Dokter mendiagnosisnya menderita malaria, yang menyebabkan nyeri pada persendian kakinya dan menurunkan kekebalan tubuh. Akhirnya kesempatan lain datang untuk berpartisipasi dalam pelatihan komando.

Soegito menikmati setiap tahapan yang dilaluinya. Selama panggung panjang ia menyimpan petanya di tasnya dan peserta lainnya, semuanya junior, mengikuti langkahnya.

Salah satu kenangannya semasa latihan komando adalah diberitahu cara melakukan manuver akrobatik dari ketinggian oleh instruktur bintara, justru karena Soegito berasal dari Cilacap. Selang beberapa tahun, seorang instruktur asal Aceh yang dianggap radikal menjadi anggota ketika diterjunkan ke Dili pada Desember 1975.

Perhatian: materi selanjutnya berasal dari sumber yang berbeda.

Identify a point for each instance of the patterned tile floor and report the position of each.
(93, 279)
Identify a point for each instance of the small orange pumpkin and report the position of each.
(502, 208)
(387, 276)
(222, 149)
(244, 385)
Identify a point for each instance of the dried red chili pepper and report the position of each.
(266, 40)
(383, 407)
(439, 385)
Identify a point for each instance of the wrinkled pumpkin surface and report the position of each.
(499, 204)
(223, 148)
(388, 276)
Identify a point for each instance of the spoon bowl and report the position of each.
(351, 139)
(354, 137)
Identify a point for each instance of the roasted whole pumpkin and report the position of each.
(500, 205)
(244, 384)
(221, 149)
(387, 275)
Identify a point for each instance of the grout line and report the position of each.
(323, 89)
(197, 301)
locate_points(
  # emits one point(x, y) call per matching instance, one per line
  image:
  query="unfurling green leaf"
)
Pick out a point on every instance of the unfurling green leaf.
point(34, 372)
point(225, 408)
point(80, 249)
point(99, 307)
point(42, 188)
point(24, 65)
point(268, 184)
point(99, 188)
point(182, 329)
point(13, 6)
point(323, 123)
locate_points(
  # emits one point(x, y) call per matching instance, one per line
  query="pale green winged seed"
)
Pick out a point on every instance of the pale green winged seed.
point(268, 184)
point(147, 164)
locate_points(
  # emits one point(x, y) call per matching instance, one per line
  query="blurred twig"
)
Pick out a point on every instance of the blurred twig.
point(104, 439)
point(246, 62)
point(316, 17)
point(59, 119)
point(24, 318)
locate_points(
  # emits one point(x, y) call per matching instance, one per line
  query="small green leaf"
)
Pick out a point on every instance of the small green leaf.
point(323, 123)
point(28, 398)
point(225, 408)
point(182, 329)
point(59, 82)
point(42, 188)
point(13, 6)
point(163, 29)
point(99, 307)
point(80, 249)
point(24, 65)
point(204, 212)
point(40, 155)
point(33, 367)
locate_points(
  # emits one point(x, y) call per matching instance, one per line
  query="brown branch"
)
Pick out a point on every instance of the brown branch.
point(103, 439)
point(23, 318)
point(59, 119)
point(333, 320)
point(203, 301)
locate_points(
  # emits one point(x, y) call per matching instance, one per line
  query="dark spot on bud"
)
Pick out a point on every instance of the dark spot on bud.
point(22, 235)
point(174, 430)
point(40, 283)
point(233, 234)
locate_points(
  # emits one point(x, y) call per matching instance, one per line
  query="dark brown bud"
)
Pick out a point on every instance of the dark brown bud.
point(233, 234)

Seminggu setelah latihan selesai, Komandan RPRAD Kolonel Inf Sarwo Edhi Wibowo memimpin seluruh peserta pelatihan kembali ke Sijantung untuk mengikuti pawai dan pawai di Senayan.

‘Saya salut dengan kegigihan Pak. Gito. Sekalipun Anda gagal pada latihan pertama, Anda mengulanginya lagi dan lagi hingga selesai. Ini adalah kegigihan yang kami hargai. Dia tidak pernah menyerah. “Memulai dari awal bukanlah main-main, butuh keberanian yang besar,” kata Soetedjo.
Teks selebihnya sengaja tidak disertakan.